Webbots, Spiders, and Screen Scrapers - Michael Schrenk [5]
About the Website
This book's website (http://www.schrenk.com/nostarch/webbots) is an additional resource for you to use. To the extent that it's possible, all the example projects in this book use web pages on the companion site as targets, or resources for your webbots to download and take action on. These targets provided a consistent (unchanging) environment for you to hone your webbot writing skills. A controlled learning environment is important because, regardless of our best efforts, webbots can fail when their target websites change. Knowing that your targets are unchanging makes the task of debugging a little easier.

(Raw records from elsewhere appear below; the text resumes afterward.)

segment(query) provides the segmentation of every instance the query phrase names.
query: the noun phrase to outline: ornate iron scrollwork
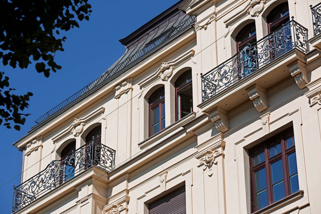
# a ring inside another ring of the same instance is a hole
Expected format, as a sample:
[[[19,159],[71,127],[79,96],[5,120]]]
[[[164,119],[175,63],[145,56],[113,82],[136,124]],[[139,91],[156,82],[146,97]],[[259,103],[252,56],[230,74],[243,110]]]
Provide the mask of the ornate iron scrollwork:
[[[321,32],[321,3],[314,7],[310,5],[312,13],[312,23],[313,26],[313,36]]]
[[[232,58],[206,73],[201,74],[202,101],[216,96],[294,48],[308,52],[308,29],[293,18],[277,30],[247,44]]]
[[[111,171],[115,166],[116,152],[93,139],[66,158],[53,160],[44,170],[14,187],[12,212],[24,207],[92,166]]]

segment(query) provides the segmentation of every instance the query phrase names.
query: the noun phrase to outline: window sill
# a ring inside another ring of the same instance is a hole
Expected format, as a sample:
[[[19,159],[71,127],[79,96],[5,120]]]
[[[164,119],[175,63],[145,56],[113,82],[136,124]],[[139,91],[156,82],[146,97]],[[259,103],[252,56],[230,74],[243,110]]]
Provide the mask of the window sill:
[[[299,190],[298,192],[290,195],[281,200],[271,204],[261,210],[252,212],[252,214],[263,214],[270,213],[271,211],[279,208],[280,207],[287,205],[294,201],[298,199],[303,196],[303,191]]]
[[[145,140],[139,143],[138,143],[138,146],[141,149],[143,149],[150,145],[161,138],[165,135],[167,134],[168,133],[177,130],[178,127],[182,126],[187,123],[189,122],[195,118],[196,115],[196,113],[195,112],[193,112],[191,113],[159,132],[158,132],[154,135],[152,135]]]

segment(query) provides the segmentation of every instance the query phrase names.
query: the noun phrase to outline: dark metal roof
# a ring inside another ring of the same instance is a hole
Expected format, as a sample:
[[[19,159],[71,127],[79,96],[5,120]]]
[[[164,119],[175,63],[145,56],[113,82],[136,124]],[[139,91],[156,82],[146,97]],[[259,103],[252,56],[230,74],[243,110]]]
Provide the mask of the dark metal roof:
[[[181,1],[157,16],[120,41],[126,47],[125,54],[101,76],[47,112],[35,122],[39,127],[49,117],[52,118],[67,106],[71,106],[76,100],[92,92],[107,82],[149,56],[191,27],[195,17],[190,16],[180,10]],[[31,130],[30,130],[31,131]]]

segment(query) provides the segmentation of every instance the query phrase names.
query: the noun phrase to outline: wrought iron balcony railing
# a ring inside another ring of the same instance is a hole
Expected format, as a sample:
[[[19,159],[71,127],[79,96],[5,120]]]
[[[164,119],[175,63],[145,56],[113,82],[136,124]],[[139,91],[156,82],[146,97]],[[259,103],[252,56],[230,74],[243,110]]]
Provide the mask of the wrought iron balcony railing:
[[[260,40],[243,46],[233,56],[201,74],[202,102],[216,96],[293,48],[309,51],[308,29],[292,20]]]
[[[314,7],[310,5],[312,13],[312,23],[313,26],[313,36],[321,32],[321,3]]]
[[[46,169],[13,187],[12,212],[23,208],[92,166],[110,172],[114,167],[116,151],[93,140]]]

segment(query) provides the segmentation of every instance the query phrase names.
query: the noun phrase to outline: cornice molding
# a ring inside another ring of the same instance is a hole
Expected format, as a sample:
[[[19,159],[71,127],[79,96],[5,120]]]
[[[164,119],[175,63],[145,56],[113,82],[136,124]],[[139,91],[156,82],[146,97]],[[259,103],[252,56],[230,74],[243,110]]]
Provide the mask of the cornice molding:
[[[194,56],[195,49],[190,49],[171,61],[163,62],[154,73],[138,83],[141,88],[143,88],[151,84],[158,78],[163,81],[167,81],[171,76],[175,66],[187,60],[191,59]]]
[[[69,126],[54,136],[51,140],[54,144],[71,134],[75,136],[79,136],[82,132],[85,124],[102,115],[105,111],[105,106],[102,106],[87,116],[78,119],[75,118]]]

The companion website also has links to other sites of interest, white papers, book updates, and an area where you can communicate with other webbot developers (see Figure 2). From the website, you will also be able to access all of the example code libraries used in this book.
Figure 2. The official website of Webbots, Spiders, and Screen Scrapers
About the Code
Most of the scripts in this book are straight PHP. However, sometimes PHP and HTML are intermixed in the same script—and in many cases, on the same line. In those situations, a bold typeface differentiates PHP scripts from HTML, as shown in Listing 1.
You may use any of the scripts in this book for your own personal use, as long as you agree not to redistribute them. If you use any script in this book, you also consent to bear full responsibility for its use and execution and agree not to sell or create derivative products, under any circumstances. However, if you do improve any of these scripts or develop entirely new (related) scripts, you are encouraged to share them with the webbot community via the book's website.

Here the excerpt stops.